Dandello wrote on Aug 10
th, 2014 at 10:54pm:
I'm actually pondering the best way to detect the CP1251 strings by using two or three characters together and checking against the non-ISO character list. There actually wouldn't be much of a problem at all with CP1251 except that there are overlaps in the character codes so ä gets converted to something else that's not right.
As for most YaBB forums the encoding will most likely be Latin1 or CP1251 as Chinese is converted internally to html entities. Had the guys done that with Cyrillic early on there wouldn't be a problem now.

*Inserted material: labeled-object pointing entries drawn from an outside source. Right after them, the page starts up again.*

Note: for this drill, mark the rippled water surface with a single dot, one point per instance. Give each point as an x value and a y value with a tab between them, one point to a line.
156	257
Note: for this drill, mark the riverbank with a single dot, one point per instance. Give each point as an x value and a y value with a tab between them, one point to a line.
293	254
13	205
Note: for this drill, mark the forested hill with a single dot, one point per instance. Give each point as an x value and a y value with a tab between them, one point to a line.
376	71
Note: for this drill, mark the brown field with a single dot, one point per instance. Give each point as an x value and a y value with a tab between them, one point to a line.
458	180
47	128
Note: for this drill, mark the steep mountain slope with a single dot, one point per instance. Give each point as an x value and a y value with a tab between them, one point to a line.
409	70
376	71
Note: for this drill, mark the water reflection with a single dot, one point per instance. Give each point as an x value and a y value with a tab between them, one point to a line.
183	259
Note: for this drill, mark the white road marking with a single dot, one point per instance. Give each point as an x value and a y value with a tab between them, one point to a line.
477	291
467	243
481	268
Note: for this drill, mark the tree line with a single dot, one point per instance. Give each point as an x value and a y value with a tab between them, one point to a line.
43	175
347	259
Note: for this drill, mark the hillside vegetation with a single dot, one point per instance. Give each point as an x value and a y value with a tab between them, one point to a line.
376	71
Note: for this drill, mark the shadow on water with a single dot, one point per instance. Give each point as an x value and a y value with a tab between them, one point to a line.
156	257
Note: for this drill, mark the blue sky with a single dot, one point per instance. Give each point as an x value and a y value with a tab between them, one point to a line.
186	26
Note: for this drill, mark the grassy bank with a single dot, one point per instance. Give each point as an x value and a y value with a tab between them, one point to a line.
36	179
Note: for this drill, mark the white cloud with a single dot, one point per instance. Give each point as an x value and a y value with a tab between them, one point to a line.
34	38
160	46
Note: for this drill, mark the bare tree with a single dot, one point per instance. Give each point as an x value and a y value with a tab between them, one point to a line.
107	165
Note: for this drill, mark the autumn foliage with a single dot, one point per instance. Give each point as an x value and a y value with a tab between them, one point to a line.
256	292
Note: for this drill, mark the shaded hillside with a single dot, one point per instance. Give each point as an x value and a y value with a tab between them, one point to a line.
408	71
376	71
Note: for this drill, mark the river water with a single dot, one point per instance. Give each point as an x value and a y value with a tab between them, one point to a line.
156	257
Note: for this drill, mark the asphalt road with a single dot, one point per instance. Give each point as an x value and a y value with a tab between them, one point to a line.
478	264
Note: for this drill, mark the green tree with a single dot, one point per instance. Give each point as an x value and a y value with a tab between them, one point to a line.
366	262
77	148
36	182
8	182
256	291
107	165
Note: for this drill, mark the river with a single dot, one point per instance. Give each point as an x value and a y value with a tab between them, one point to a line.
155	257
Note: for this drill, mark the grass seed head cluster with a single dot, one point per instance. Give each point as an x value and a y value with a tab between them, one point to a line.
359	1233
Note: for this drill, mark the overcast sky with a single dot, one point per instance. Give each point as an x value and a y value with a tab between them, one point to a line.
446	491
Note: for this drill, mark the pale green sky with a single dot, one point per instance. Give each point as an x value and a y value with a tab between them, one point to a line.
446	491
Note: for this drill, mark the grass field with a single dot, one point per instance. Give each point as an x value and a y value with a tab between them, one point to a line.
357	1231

By taking "ä" as an example, it is very likely that one of the surrounding characters is either "ä", "Ä" or low ASCII... that way you can eliminate out Cyrillic text. Using three characters and assuming there can't be three consecutive high ASCII characters in Latin-1 text, the result should be pretty promising... so patterns like:
1. low-ASCII + ä + word-boundary
2. low-ASCII + ä + ä
3. low-ASCII + ä + low-ASCII
4. Ä or ä + ä + low-ASCII
5. Ä or ä + low-ASCII + ä
low-ASCII here means a-z, A-Z, word-boundary means any low-ASCII character except a-Z or A-Z or any valid high-ASCII character that is not a-z or A-Z with diacritical marks, meaning character codes 32-64, 91-96, 123-126, 160-191, 215 or 247.
Care should be taken not to mistake Latin-15 (Latin-9, Windows-28605) encoded text as invalid Latin-1 text, because those can be used interchangeably. Latin-15 uses also character codes 166, 168, 180, 184 and 188-190 for letters.